Consider the following functional equation: $$V(x)=\max_{y\in [0,f(x)]}[u(f(x)-y)+\beta V(y)]$$ where $u$ is continuous, strictly increasing, and strictly concave; the function $f$ is continuous and strictly increasing, and $\beta\in (0,1)$. Let $g(x)$ be the decision rule associated with this functional equation: $$V(x)=u[f(x)-g(x)]+\beta V[g(x)]$$ How can I show that $g$ is non-decreasing (if $x'>x$, then $g(x')\geq g(x)$)?
Assume that $f$ and $u$ are not necessarily differentiable.
Suppose $x'>x$. We'll show that $g(x')\geq g(x)$. Suppose that is not the case and we have $x'>x$ but $g(x')<g(x)$. Since $0\leq g(x') < g(x) \leq f(x)< f(x')$, $g(x')$ is feasible in case of $x$, and $g(x)$ is feasible in case of $x'$, consequently both of the following inequalities are true: \begin{eqnarray*}V(x')=u(f(x')-g(x'))+\beta V(g(x')) &\geq & u(f(x')-g(x))+\beta V(g(x)) \\ V(x)=u(f(x)-g(x))+\beta V(g(x))&\geq & u(f(x)-g(x'))+\beta V(g(x'))\end{eqnarray*}
Adding them we get the following inequality:
$u(f(x')-g(x'))+\beta V(g(x'))+u(f(x)-g(x))+\beta V(g(x))\geq u(f(x')-g(x))+\beta V(g(x))+u(f(x)-g(x'))+\beta V(g(x'))$
which yields $u(f(x')-g(x'))-u(f(x)-g(x'))\geq u(f(x')-g(x))-u(f(x)-g(x))$
which, by strict concavity of $u$, implies that $g(x')\geq g(x)$ contradicting that $g(x') < g(x)$.
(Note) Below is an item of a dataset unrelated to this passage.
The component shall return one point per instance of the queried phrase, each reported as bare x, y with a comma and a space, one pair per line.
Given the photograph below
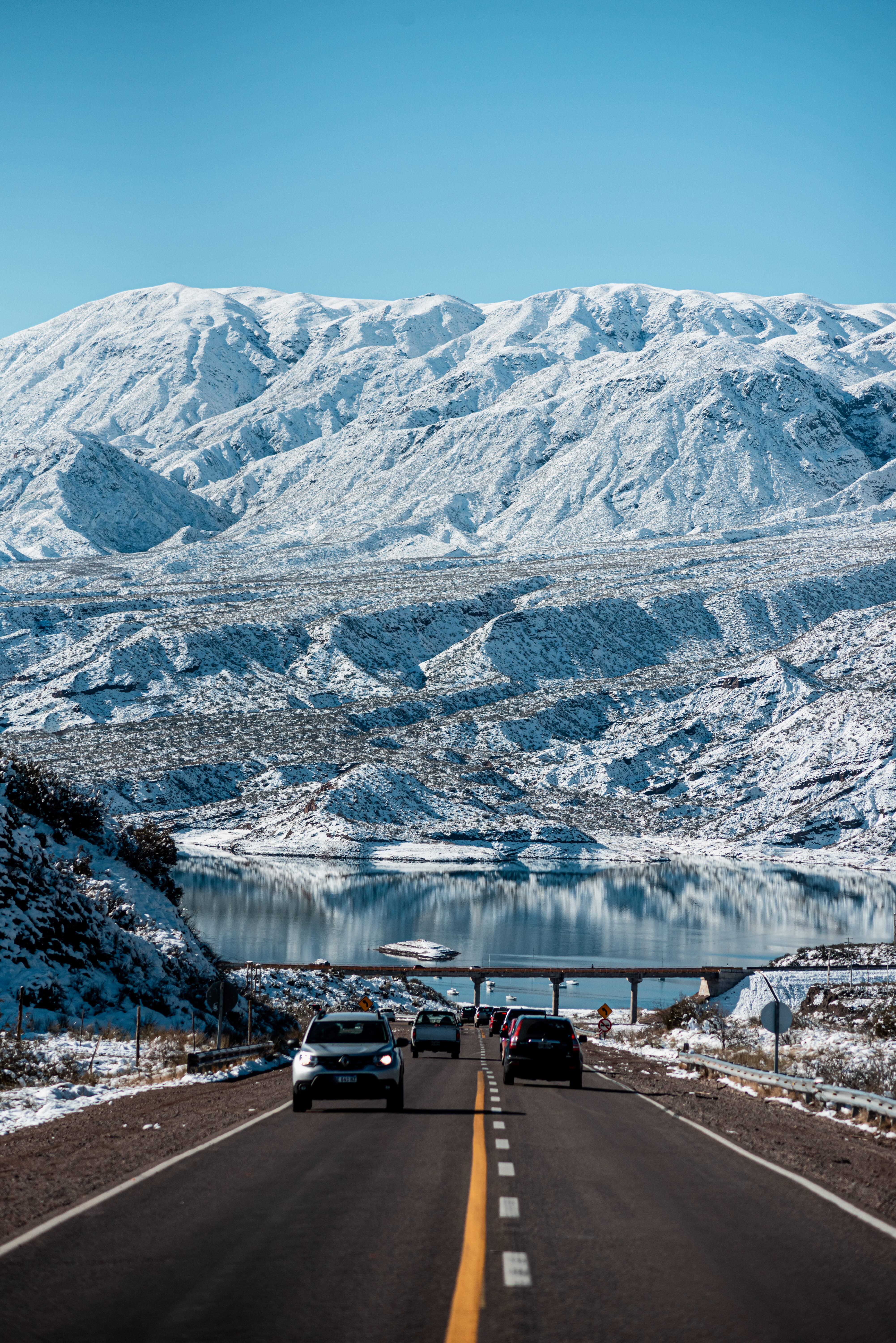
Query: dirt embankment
49, 1168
I'm going to assume that everything is smooth and that the optimal solution $g(x)$ is interior (in $]0, f(x)[$)
First you can show that the function $V$ is concave as the Bellman operator maps concave functions to concave functions.
Now assume that the solution $g(x)$ is interior. Then the first order condition (with respect to $y$) gives: $$ -u'(f(x) - g(x)) + \beta V'(g(x)) = 0. $$ Taking the derivative with respect to $x$ gives: $$ -u''(f(x) - g(x))f'(x) + u''(f(x) - g(x))g'(x) + \beta V''(g(x)) g'(x) = 0, $$ So: $$ g'(x) = \frac{u''(f(x) - g(x))f'(x)}{u''(f(x) - g(x)) + \beta V''(g(x))}. $$ Both numerator and denominator on the right side are negative, so $g'(x) > 0$.